Press Release (ePRNews.com) - NOBLESVILLE, Ind. - Jun 16, 2017 - Researchers at Central Michigan University have taken a closer look at Longvida®. Previously, these researchers conducted amyloid binding work in vitro with promising results1. Recently published, Maiti P et al have compared standard, unformulated curcumin more closely to Longvida with SLCP™ Technology.
The present study, “was designed to compare the neuroprotective effects of [unformulated 95% curcumin equivalent to 80% free curcumin] and/or [Longvida® with 20% free curcumin], in vitro after exposure to Aβ42.”

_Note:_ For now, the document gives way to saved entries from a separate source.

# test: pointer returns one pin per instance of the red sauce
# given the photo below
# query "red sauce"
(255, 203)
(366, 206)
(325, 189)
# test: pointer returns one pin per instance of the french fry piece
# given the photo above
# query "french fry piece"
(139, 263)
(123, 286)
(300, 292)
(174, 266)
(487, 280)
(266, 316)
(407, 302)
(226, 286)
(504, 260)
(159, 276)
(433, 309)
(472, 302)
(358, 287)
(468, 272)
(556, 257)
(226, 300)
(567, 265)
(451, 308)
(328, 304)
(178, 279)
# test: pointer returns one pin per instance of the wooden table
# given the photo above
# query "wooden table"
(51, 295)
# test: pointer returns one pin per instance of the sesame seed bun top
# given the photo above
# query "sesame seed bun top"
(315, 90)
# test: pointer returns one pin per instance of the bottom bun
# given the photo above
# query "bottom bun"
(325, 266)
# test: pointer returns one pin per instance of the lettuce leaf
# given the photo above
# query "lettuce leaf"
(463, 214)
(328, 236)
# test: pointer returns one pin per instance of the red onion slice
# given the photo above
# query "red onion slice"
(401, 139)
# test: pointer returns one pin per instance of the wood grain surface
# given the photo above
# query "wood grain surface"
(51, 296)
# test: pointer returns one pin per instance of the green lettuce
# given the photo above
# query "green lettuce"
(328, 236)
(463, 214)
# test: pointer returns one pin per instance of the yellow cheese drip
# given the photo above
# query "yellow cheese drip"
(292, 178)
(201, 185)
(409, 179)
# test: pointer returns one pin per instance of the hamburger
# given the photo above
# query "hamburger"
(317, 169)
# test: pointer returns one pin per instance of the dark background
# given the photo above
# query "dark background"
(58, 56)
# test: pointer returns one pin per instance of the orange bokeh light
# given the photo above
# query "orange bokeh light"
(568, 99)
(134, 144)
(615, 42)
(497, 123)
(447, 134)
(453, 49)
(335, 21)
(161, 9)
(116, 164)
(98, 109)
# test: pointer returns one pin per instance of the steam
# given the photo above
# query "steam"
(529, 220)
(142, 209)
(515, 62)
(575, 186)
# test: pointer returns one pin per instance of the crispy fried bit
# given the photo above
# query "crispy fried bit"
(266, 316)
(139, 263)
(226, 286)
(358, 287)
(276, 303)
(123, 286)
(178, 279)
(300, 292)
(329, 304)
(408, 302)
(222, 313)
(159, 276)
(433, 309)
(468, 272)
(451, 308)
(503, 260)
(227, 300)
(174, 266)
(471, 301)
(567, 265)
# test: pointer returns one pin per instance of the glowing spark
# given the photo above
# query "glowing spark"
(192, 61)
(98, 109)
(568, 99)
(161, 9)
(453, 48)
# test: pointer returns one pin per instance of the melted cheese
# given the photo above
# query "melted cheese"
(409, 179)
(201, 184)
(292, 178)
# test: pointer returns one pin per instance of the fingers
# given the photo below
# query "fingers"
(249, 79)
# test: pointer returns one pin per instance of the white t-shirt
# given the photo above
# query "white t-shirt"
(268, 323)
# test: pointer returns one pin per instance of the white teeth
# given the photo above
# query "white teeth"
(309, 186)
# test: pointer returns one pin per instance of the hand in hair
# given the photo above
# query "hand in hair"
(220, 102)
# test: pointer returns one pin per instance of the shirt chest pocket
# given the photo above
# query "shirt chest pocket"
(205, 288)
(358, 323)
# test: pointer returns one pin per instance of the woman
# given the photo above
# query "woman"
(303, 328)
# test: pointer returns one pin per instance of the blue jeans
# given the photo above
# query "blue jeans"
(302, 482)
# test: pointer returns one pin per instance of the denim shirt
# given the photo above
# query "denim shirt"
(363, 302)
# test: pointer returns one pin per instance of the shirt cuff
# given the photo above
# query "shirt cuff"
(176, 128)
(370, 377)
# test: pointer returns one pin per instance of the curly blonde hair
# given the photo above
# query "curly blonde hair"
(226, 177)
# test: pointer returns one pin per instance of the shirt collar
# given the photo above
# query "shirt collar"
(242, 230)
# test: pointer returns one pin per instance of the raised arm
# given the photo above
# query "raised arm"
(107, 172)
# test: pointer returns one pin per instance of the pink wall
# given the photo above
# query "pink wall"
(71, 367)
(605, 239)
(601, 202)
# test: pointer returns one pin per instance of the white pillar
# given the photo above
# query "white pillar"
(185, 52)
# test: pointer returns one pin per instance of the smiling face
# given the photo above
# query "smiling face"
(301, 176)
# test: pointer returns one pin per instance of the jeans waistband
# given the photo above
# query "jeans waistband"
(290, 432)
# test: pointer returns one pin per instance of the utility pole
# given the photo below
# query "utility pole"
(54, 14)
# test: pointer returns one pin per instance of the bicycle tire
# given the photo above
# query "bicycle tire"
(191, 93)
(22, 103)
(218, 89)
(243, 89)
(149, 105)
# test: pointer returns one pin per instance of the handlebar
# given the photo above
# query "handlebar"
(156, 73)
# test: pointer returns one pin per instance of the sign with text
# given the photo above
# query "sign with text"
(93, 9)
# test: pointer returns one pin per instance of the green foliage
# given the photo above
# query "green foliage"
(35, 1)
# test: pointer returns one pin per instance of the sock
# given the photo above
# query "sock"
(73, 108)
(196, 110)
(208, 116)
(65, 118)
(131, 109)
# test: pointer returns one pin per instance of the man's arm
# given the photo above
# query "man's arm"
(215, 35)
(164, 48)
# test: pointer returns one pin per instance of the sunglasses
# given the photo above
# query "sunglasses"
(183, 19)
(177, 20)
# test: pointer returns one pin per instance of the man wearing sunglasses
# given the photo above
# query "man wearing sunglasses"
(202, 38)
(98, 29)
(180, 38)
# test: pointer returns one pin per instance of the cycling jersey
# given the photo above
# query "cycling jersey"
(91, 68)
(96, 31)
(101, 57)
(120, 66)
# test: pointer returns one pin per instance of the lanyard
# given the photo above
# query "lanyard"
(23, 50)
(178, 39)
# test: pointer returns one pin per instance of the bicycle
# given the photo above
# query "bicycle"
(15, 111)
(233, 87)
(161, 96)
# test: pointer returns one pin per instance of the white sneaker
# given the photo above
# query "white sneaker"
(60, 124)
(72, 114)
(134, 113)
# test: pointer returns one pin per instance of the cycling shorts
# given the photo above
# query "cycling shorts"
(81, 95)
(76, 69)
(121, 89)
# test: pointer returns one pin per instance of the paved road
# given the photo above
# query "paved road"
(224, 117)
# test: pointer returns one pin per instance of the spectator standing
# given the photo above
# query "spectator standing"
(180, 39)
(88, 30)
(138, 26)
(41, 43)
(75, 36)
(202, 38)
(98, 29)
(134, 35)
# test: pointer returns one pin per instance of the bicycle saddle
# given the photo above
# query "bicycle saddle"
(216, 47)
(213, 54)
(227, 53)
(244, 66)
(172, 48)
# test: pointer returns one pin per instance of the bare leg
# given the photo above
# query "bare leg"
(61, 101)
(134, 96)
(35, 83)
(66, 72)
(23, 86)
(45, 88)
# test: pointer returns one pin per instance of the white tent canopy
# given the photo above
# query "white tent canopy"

It is important to note that the accumulation of amyloid beta (Aβ) proteins and phosphorlayted tau (p-tau) are key pathological hallmarks of AD2. The researchers go on to explain that, the maintenance of cell survival protein markers, as well as decreasing oxidative stress, are vital factors in the delay of neurodegeneration or neuronal loss2. In this study, Maiti and team brought a fresh perspective to the question: how does Longvida’s free curcumin compare to unformulated free curcumin?
With that in mind, the results are even more exciting to see; Longvida’s free curcumin outperformed the unformulated 80% free curcumin in all tested parameters. Longvida showed greater permeability than 80% in vitro, decreased reactive oxygen species production, and prevented apoptic death.2
“These new studies from Dr.’s Maiti and Dunbar show that Longvida® retains excellent neuroprotective and amyloid binding activities in vitro. The superior bioavailability and sensitivity of Longvida® in detecting amyloid deposits in brain are consistent with the promising in vivo human clinical trial retinal amyloid imaging results reported by Neurovision and AIBL trial investigators at international meetings,” Dr. Gregory Cole, Interim Director, Mary S Easton Alz Center, Assoc Dir Research GRECC CLA VA, Prof, Depts Neurol and Med, UCLA
Expanding upon some of these results more in-depth, the researchers stated, “We also monitored the permeability of SLCP™in N2a cells [as 7-day hippocampal neurons] from 0h to 24h and observed that maximum permeability was reached within [the] first hour of SLCP administration and intensity becomes stable up to 24h [after administration],2” which further backs the results of the Swinburne study published in 20153. Cox KH et al also indicated that 400mg of Longvida® once daily showed, “one hour after administration [Longvida®] significantly improved performance on sustained attention and working memory tasks, compared with placebo.”3 Both Maiti and Cox et al support Longvida with statistically significant results for cognitive health.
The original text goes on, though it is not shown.